Many folks have done a cracking job at introducing their tots to surfing, as our coastlines are teeming with whippersnappers busting airs and even surfing ginormous waves. Unfortunately, though, some little girls and guys experience difficult moments, and though they weren’t that different to slipping in the mud or jumping in a pool, they never want to see a surf- or bodyboard again.
For most kids, the transition from playing in the shallows to riding waves is very scary and one badly timed incident can confirm all their fears. Once they’ve had a handful of good surf days with a collection of minor incidents, their stoke about surfing become strong enough to override their concerns.
If you can get your sprouts into the ocean between two to seven years old, you’ll have more chance of getting that “thanks mom and dad” when they’re standing on the world title podium or even just deepening their connection with the ocean.
If your cub is not a chubbalub then they will need a good wetsuit that fits tightly.
While the cold can be a demotivator, it’s the shore break that is sure to break your tadpole’s spirit.
Unlike your usual wave which breaks at least 20 or 30 metres out to sea, shore break – as the name suggests – breaks nice and close to the deceptive safety of dry land, luring in the most inexperienced and wary of us. You can spend hours on Youtube and Instagram watching individuals of all ages getting absolutely demolished in the shore break (See for example @kookslams)
The character of any wave at a specific break is determined by the geology of the seafloor. The deeper and more gradual the seafloor, the gentler the wave. The steeper and shallower the seafloor is before the wave breaks, the more aggressive the wave will be. A one-foot wave breaking on dry land can easily sweep an adult off their feet.
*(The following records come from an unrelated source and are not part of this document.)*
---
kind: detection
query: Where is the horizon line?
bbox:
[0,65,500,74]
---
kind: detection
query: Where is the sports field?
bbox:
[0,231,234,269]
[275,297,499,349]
If you’re not sure, test the waters yourself first before sending your fledgelings packing to Joburg.
Again, I’m going to recommend Muizenberg on the low/mid-tide, when it looks like a lake. This will allow you to take the tots out to the backline and push them into tiny green waves, teaching them the method I outline in my first article. If it’s not a lake and the whitewash is all you have to work with, be sure to still get them to turn to the left or right while riding, as going straight to the beach will eventually get boring and create bad habits.
For those whose kiddos have already been dealt a beating in the shore break and now don’t ever want to see a board again, don’t worry, all is not lost. The main rule: don’t try to convince them to give it another go. Instead, on your next beach day strategically position your family close to where other kids are learning to surf and be patient. Patience is key as it might even take a couple of years.
Once kids are stoked about surfing, you can rest assured they are well on their way to living a happy, healthy life, with the ocean as their mentor.